The COVID-19 pandemic continues to constitute a huge threat to public health worldwide and despite the efforts and advances to untangle the mechanisms of SARS-CoV-2 infection and transmission among humans, we are still blind to the overall COVID-19 pathology and its consequences.

The results presented in this paper might help understand the emergent erythropoiesis and aberrant presence of erythroid progenitors in the peripheral blood of severe COVID-19 patients. These recent evidences indicate that the increase of erythroid progenitors in circulation constitute a hallmark of both severity and fatality in COVID-19 patients.

In this context, observations that the virus can be detected after 14 days in the ERP-S2 without impairing their viability, rather causing an increase of colonies, suggest that the expansion of circulating erythroid cells that have been reported in severe patients may be due to direct infection of upstream CD71+CD235a- progenitors.

In depth research will be key to elucidate which of these two events, direct infection of erythroid progenitors and pathological increase of these
populations in the bloodstream, occur first in vivo in patients.

These results also open the question about the causality between direct SARS-CoV-2 infection of erythroid progenitors and clinical manifestations resulting from hemoglobin decline and anemia.

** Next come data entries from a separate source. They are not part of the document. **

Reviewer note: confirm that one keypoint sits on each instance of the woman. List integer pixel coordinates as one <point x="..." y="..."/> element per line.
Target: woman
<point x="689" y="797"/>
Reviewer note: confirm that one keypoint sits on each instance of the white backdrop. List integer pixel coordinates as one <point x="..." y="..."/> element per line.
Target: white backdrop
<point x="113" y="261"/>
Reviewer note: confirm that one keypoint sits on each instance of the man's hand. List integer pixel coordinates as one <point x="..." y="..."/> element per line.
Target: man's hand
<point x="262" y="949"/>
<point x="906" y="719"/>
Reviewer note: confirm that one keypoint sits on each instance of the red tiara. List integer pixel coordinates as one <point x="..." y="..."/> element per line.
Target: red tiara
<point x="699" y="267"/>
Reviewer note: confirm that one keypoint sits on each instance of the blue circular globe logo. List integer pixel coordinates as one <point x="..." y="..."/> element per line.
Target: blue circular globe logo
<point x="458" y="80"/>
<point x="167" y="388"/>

In light of these findings, cannot be discarded the possibility that these symptoms are not simply a byproduct of inflammation and overall poor health and that, instead, direct infection of erythroid progenitors by SARS-CoV-2 contributes to this aberrant erythropoiesis.

The results constitute the first evidence of direct infection of specific erythroid progenitors, named as ERP-S2 (CD71+CD235A-) and ERP-S3 (CD71+CD235a+), by SARSCoV-2. Especially relevant is the high ability (or facility) of the virus to infect ERP-S2, the most vulnerable erythroid progenitor population.

Based previous works and observations, ERP-S2 population includes colony forming units-erythroid (CFU-E) cells and early pro-erythroblast cells. Considering their high proliferative capacity, the infection of these progenitors by SARS-CoV-2 may have a major detrimental impact not only in erythropoiesis, but also in the spread of the virus through millions of circulating infected cells. Also, this presents a scenario in which infected
erythroid progenitors may cause local inflammation in the bone marrow, which could cause a drastic disruption of hematopoiesis and the production of immune cells.

In contrast to the observations in erythroid progenitors, bone marrow HSPCs(CD34+CD38-) do not express ACE2 and TMPRSS2 at the RNA or protein level. Consequently, HSPCs are not infected by SARS-CoV-2.

In this report, are also provided clinical data of a cohort of 30 COVID-19 patients that were treated in intensive care units (ICU) at King’s College London: the decline in hemoglobin levels coincides with an aberrant increase of nucleated red blood cells in circulation. These nucleated red blood cells correspond to ERP-S3 cells, population that can be infected by SARS-CoV-2 and the infection induces the immunosuppressive capacity of these cells.

Importantly, these results might also have an impact in understanding of the transmission and incubation period of SARS-CoV-2, as different levels of infected progenitors in the bloodstream could greatly alter such parameters.

Finally, identification of infected ERP-S2 populations in hospitalized patients could help identify those patients that will suffer from severe hematopathology, potentially allowing pre-emptive management strategies to improve outcomes.